What she found was that the children quickly became bored with the loosely wrapped puppets -- didn't watch them long, were distracted more easily while they were on, etc. They were engaged when the puppets with tightly-wrapped items were being shown, though.

Weird. Weird. Weird. She didn't say, but I assume a similar study was done on babies looking at things that weren't "placed" somewhere and found a similar reaction; that is, that those not placed or in a location bored the babies, and those that were shown in relation to place or location engaged them.

The conclusion was that you can think abstractly before acquiring language.

I went to Flex from there, and got a warm welcome from the few who were there, asking about our trip to Greece.
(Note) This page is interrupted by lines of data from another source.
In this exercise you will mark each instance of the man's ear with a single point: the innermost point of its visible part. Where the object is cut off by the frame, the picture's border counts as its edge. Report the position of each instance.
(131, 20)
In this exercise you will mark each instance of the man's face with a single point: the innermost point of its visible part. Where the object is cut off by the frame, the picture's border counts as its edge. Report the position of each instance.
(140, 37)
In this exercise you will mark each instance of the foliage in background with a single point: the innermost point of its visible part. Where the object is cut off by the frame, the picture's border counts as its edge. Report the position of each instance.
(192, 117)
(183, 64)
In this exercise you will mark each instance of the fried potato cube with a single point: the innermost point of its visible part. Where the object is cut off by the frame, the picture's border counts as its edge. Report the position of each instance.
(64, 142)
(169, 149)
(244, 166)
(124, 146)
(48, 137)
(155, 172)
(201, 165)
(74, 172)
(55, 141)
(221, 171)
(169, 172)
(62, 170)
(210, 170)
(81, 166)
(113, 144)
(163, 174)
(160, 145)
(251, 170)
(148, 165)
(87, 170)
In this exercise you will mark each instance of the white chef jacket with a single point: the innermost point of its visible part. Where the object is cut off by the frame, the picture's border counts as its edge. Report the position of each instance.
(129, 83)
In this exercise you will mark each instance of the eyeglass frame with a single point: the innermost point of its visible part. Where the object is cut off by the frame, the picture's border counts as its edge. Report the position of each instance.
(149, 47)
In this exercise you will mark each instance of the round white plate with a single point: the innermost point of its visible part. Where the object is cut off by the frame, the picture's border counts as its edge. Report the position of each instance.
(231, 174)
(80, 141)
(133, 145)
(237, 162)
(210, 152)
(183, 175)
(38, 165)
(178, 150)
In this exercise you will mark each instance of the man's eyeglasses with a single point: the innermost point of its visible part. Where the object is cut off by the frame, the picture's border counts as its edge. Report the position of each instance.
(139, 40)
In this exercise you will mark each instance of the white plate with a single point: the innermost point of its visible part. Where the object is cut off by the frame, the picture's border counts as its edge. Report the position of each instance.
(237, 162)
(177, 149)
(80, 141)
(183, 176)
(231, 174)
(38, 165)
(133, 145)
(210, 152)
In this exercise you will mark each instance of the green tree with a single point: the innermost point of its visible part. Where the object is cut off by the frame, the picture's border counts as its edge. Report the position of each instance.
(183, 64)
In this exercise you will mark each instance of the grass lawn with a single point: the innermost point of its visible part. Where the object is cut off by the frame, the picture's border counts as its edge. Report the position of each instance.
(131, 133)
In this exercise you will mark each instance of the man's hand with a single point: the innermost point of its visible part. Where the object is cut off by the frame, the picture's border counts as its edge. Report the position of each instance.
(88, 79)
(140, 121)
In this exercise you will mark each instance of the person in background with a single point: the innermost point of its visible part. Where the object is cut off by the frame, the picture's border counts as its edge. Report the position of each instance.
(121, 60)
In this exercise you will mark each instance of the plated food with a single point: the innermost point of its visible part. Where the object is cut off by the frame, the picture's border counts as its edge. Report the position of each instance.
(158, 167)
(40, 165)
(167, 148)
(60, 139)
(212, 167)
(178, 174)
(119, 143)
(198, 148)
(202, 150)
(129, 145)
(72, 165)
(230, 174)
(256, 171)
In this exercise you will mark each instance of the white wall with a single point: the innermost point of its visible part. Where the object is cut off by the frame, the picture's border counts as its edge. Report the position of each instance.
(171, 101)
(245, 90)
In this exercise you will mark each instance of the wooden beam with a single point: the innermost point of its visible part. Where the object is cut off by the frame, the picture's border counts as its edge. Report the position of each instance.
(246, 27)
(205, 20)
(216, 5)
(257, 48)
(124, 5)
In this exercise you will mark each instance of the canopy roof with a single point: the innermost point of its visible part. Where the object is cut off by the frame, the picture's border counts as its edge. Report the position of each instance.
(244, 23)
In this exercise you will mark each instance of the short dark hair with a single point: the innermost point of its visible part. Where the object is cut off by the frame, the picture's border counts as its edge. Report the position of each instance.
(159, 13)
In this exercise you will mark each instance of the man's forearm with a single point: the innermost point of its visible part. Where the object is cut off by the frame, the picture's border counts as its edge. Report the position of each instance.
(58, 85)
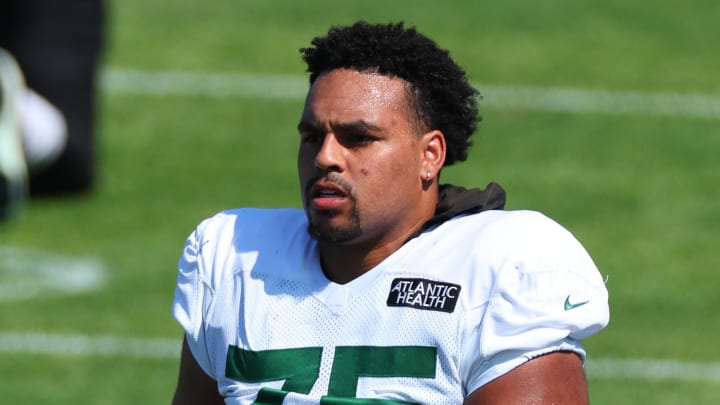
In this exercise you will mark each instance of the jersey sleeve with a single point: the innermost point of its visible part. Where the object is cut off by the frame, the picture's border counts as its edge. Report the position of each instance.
(193, 296)
(547, 296)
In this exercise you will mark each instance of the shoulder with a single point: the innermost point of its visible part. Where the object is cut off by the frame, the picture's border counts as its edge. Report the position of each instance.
(247, 220)
(510, 233)
(232, 240)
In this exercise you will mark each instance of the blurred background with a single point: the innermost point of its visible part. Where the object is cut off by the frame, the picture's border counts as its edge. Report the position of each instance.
(603, 115)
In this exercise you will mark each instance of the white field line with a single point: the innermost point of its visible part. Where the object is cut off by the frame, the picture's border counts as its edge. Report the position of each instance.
(570, 100)
(28, 343)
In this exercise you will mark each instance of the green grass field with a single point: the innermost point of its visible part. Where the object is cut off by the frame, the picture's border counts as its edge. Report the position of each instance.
(638, 185)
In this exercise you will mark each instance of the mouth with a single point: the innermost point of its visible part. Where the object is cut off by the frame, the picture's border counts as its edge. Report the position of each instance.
(327, 196)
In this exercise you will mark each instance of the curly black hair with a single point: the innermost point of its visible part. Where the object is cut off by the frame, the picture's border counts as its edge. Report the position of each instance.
(439, 89)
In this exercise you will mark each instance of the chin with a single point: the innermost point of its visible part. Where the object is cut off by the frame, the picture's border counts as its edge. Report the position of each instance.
(335, 235)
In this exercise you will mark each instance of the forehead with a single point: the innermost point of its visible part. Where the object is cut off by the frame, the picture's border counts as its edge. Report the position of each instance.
(349, 94)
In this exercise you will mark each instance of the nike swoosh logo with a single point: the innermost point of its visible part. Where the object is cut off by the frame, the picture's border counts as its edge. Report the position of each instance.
(569, 306)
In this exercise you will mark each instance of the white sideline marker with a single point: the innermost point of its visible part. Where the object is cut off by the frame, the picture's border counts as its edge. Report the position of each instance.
(29, 273)
(279, 87)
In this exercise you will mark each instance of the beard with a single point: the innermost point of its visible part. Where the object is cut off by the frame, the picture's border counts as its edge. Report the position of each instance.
(320, 229)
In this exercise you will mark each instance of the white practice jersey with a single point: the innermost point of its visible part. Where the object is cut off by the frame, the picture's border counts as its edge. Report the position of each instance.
(452, 309)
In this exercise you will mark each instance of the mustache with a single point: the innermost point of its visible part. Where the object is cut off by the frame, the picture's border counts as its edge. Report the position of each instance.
(332, 178)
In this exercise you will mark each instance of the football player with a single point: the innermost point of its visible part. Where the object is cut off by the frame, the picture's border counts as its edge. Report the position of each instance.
(388, 287)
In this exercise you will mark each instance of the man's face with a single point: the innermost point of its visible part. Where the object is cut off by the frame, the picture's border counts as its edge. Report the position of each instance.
(359, 161)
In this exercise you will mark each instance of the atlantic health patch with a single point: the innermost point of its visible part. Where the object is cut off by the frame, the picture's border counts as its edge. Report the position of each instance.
(425, 294)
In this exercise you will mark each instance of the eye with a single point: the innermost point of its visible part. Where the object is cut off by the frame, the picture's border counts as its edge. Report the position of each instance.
(311, 138)
(360, 139)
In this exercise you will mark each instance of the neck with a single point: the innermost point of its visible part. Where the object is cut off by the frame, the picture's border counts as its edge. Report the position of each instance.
(343, 263)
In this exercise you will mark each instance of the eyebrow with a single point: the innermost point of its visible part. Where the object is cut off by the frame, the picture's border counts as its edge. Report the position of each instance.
(350, 126)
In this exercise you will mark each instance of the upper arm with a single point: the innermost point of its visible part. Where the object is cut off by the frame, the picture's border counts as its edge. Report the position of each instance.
(194, 385)
(554, 378)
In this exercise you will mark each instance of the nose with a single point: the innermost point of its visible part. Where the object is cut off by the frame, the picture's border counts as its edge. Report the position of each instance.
(329, 156)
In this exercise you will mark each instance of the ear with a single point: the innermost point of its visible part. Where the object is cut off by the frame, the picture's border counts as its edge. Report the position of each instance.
(433, 154)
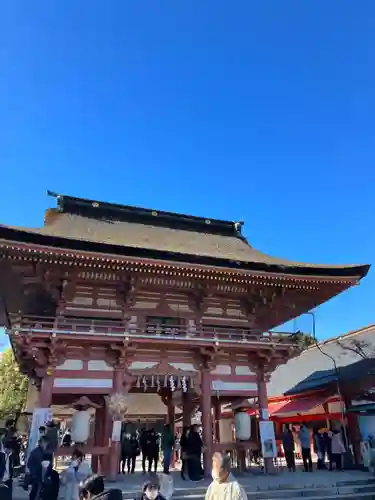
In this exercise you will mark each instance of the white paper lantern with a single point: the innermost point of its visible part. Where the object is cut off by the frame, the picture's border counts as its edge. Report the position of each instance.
(225, 429)
(242, 423)
(80, 426)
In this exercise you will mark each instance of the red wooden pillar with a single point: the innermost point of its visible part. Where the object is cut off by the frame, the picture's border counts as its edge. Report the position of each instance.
(263, 412)
(171, 422)
(115, 448)
(45, 395)
(206, 420)
(217, 415)
(98, 439)
(187, 409)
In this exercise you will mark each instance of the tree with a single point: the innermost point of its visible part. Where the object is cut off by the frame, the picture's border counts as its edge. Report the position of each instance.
(305, 340)
(13, 386)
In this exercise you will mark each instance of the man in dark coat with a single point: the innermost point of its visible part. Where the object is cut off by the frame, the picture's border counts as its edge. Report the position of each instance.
(93, 489)
(34, 466)
(152, 450)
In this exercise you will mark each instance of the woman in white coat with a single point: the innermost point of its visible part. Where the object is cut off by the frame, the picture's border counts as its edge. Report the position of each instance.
(77, 472)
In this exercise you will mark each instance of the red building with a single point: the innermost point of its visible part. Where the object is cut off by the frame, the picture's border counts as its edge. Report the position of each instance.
(105, 298)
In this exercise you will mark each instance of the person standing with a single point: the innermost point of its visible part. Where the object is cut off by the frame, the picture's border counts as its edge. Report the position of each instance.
(304, 438)
(167, 442)
(76, 473)
(125, 451)
(224, 486)
(143, 443)
(288, 445)
(133, 452)
(195, 446)
(337, 450)
(152, 450)
(35, 467)
(184, 441)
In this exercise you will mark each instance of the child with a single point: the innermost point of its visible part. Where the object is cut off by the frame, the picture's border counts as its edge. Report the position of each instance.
(151, 489)
(77, 472)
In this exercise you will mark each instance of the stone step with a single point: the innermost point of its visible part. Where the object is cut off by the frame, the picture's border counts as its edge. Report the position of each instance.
(360, 489)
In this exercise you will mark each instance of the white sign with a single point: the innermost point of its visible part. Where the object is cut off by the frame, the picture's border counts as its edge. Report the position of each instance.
(116, 431)
(40, 417)
(267, 439)
(265, 414)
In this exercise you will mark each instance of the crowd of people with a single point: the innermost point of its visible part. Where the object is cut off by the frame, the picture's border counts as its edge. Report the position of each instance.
(327, 443)
(43, 482)
(188, 448)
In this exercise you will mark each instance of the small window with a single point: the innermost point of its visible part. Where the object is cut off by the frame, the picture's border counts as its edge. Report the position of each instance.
(162, 325)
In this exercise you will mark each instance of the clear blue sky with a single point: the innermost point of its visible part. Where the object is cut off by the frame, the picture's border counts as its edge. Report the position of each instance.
(257, 110)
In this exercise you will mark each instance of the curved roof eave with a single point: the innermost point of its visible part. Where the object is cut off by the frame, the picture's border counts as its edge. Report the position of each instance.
(31, 237)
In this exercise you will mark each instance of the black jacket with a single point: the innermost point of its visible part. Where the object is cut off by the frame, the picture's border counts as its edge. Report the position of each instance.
(112, 494)
(5, 493)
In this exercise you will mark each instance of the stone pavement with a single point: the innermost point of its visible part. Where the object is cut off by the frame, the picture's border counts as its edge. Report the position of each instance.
(318, 484)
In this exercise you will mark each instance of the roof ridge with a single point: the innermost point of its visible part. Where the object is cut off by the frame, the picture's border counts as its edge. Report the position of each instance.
(129, 213)
(331, 340)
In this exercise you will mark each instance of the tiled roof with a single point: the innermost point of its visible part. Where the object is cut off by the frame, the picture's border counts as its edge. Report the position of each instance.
(110, 225)
(313, 370)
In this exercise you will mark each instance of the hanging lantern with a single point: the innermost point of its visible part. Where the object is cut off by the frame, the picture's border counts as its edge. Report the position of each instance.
(81, 426)
(184, 384)
(118, 404)
(172, 384)
(242, 423)
(226, 430)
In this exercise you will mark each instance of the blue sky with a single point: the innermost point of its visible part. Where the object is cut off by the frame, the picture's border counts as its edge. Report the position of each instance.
(255, 110)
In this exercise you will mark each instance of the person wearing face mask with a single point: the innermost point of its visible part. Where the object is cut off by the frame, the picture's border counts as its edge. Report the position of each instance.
(37, 468)
(77, 472)
(151, 490)
(224, 485)
(93, 489)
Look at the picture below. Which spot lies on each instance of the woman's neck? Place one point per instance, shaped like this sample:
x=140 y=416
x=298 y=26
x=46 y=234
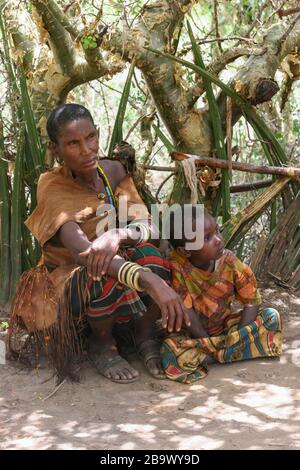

Adam and Van both had 5:00 shadows (some nonsense about not being able to find a razor in the house), and I thought they both looked terribly, terribly sexy.

Dancing was not too crowded. Some straight people came, and this one straight, drunk girl was one of those who thought she could just get out on the floor and learn complicated line dances in ten minutes that some of us have been learning for two years. I don't mind people trying, but it would help if they weren't drunk, and if they'd try over in a corner of the dance floor where someone doing the dance right won't accidentally trip on them and sprain or break an ankle. GRRRRRR.

Van polled the dancers about Dolly Parton tickets, and low and behold Missy heard him and asked for a ticket. GRRRRRRRRRRRRRRRRR!